If you consider, dear reader, what profound snobbishness the University system produced, you will allow that it is time to attack some of those feudal middle-age superstitions. If you go down for five shillings to look at the ‘College Youths’, you may see one sneaking down the court without a tassel to his cap; another with a gold or silver fringe to his velvet trencher; a third lad with a master’s gown and hat,, walking at ease over the sacred College grass-plats, which common men must not tread on.

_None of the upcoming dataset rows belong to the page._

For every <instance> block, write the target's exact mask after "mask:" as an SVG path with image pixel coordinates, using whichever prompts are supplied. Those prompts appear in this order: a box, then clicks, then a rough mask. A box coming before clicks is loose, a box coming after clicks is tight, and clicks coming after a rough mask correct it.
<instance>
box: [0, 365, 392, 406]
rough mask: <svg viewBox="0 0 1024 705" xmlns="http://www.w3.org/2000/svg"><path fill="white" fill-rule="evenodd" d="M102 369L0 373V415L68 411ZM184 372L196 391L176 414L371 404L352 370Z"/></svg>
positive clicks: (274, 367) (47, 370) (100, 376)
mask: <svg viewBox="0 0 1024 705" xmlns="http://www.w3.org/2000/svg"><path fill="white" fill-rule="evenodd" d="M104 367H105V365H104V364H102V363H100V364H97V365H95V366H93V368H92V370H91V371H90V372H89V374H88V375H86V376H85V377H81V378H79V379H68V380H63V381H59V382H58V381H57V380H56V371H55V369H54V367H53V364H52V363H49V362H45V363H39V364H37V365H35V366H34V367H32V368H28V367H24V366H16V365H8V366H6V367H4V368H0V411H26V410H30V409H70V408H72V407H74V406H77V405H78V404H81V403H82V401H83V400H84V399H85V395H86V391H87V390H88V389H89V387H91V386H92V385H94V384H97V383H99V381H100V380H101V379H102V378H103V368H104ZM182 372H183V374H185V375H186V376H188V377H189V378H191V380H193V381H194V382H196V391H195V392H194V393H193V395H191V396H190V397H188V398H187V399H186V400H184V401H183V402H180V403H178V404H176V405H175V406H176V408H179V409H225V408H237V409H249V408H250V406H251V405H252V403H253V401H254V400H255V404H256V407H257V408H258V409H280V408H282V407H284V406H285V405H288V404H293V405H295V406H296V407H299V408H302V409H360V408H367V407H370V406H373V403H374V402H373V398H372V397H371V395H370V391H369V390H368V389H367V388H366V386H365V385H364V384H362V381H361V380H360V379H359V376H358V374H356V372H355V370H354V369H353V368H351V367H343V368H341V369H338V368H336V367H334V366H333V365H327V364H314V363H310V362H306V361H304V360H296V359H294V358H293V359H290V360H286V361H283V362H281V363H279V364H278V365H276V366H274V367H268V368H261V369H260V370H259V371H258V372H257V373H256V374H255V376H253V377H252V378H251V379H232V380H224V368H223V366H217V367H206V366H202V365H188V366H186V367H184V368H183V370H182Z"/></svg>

Me may do it because he is a nobleman. Because a lad is a lord, the University grants him a degree at the end of two years which another is seven in acquiring. Because he is a lord, he has no call to go through an examination. Any man who has not been to College and back for five shillings [the price of the train fare to Oxford and Eton], would not believe in such distinctions in a place of education, so absurd and monstrous do they seem to be.

The lads with gold and silver lace are sons of rich gentlemen, and called Fellow Commoners; they are privileged to feed better than the pensioners, and to have wine with their victuals, which the latter can only get in their rooms.

The unlucky boys who have no tassels to their caps, are called sizars – servitors at Oxford – (a very pretty and gentlemanlike title). A distinction is made in their clothes because they are poor; for which reason they wear a badge of poverty, and are not allowed to take their meals with their fellow-students.(pp. 60-61).

One of the other, British characters in Benford’s novel, Renfrew, who has the idea of using tachyon radiation to transmit to the past, is also an outsider. He’s the son of a working class Yorkshireman, and because of this is also an outsider amongst the public schoolboys. At one point Renfrew remembers how, as an undergraduate walking down Oxford’s corridors, he passes another pair in gowns. One of these says very loudly in an Oxbridge drawl, ‘Oh God, not another oik come up on a scholarship!’

Oxford has been under considerable pressure to make its more democratic, and Robert Peston has said in his book, Who Runs Britain, that there’s an element of hypocrisy amongst some of the Scots universities, who tried to capitalize on the class scandals that have erupted over Oxbridge in recent years. Some of the Scots universities, particularly St. Andrews’, are even more elite and class-ridden.

It’s tempting to think of those days of class snobbishness as having vanished along with scholarships. However, as the Tories are intent are privatizing the British school system, and really, desperately, want to bring back grammar schools if they can get away with it, as well as cut away the last vestiges of the student grant to the poor, it’s likely that they’ll come back.